En conclusion, le mois du Ramadan est également un fait social à haute valeur intégrative. En effet, au-delà de ses dimensions commémorative, religieuse et spirituelle, économique, morphologique et esthétique, la pratique du jeûne du mois du Ramadan engendre le renforcement des liens communautaires. La pratique du jeûne participe à la construction du moi. Il est important ici de souligner que tous les musulmans d’Occident ne pratiquent pas un jeûne qui recouvre toutes les dimensions précédemment mentionnées. En effet, certains improvisent un jeûne qui leur paraît faisable au vue de leur condition physique et psychique du moment. Lors d'une enquête de terrain en Suisse, nous avons rencontré des musulmans qui, par exemple, arrêtaient totalement de fumer pendant le mois de Ramadan (et juste pour le mois de Ramadan), sans pour autant suivre les autres règles d'abstinence. Considérant qu'ils n'avaient pas la force psychique pour accomplir le jeûne dans les règles, mais ayant néanmoins le désir de participer d'une certaine façon au Ramadan, ils 'bricolent' une pratique qui leur permet néanmoins de se considérer comme membre de la communauté universelle des croyants.
Par l'instauration de règles et d'une certaine discipline, le jeûne de Ramadan permet au sujet de se positionner dans une société en crise où les repères constructeurs manquent. La définition de cette altérité définie grâce à l'islam est positivement vécue.

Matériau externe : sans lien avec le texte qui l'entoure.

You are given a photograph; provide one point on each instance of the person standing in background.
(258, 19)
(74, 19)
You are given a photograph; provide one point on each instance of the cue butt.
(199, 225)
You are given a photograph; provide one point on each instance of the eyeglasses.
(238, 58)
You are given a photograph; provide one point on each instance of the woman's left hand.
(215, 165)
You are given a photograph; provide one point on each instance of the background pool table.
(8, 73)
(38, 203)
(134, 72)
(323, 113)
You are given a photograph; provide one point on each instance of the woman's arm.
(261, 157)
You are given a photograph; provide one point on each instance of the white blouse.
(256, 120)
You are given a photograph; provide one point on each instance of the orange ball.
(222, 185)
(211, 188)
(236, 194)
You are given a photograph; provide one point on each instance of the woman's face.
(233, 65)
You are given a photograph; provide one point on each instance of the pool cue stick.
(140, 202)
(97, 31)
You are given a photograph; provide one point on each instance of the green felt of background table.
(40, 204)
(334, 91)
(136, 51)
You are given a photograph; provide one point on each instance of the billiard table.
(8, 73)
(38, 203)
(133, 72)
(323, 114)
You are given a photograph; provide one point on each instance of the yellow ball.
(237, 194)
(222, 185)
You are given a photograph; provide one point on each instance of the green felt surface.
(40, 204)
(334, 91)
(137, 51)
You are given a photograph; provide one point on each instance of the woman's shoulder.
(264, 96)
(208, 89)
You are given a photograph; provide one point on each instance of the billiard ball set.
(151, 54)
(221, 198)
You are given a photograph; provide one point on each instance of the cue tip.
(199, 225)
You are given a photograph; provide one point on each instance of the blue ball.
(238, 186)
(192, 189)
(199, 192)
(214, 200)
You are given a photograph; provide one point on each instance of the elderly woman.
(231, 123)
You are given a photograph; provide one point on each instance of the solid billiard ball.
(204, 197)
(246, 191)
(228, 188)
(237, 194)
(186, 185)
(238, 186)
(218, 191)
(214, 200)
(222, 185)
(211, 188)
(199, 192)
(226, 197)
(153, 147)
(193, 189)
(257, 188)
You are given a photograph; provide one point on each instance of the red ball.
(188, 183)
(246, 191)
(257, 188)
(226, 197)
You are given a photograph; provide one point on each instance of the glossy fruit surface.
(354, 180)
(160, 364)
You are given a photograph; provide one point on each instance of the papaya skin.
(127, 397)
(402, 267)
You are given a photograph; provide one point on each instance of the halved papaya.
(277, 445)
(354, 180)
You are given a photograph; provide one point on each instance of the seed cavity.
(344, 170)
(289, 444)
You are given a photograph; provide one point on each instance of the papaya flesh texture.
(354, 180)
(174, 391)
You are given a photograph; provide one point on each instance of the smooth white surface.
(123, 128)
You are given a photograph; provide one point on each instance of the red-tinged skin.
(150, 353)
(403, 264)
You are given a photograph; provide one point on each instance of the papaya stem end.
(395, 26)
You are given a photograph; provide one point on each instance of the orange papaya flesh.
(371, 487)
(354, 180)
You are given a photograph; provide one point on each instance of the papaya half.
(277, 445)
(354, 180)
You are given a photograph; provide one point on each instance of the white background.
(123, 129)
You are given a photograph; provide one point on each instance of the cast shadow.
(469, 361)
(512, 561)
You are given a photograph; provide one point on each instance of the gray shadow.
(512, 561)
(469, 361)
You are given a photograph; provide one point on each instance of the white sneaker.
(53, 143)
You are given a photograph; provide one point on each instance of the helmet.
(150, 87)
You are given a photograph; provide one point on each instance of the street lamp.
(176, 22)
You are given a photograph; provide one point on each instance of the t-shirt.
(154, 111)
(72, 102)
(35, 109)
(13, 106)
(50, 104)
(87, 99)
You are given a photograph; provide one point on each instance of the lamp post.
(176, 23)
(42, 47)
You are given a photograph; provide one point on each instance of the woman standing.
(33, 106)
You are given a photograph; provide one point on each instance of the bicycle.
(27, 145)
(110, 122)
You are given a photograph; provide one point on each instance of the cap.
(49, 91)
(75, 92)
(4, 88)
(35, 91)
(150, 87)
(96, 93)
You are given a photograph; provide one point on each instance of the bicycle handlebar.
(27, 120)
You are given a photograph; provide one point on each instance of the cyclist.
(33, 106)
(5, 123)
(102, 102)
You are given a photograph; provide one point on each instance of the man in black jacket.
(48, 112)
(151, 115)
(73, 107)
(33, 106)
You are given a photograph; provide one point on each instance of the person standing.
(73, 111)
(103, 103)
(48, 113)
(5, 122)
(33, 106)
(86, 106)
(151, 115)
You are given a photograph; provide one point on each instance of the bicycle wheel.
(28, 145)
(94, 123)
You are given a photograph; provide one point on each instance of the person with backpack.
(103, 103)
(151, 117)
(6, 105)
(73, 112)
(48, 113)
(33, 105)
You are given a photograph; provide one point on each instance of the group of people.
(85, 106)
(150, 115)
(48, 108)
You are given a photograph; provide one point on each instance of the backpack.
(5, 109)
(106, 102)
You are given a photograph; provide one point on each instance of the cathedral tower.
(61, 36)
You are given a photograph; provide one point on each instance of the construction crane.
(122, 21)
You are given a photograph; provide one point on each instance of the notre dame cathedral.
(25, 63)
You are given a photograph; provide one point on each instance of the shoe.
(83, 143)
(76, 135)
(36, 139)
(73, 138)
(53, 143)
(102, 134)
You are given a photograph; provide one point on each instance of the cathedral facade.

Phénomène social, complexe et total, le jeûne est ainsi également et surtout producteur de société en général et de lien social en particulier. Cette dernière remarque est d'autant plus significative en Occident, où la condition minoritaire est souvent synonyme de désintégration du tissu social et d'anomie.
Mallory Schneuwly Purdie
Mallory Schneuwly Purdie, doctorante et assistante diplômée en sociologie des religions à l’Université de Fribourg (Suisse), est également la secrétaire du Groupe de Recherche sur l’Islam en Suisse.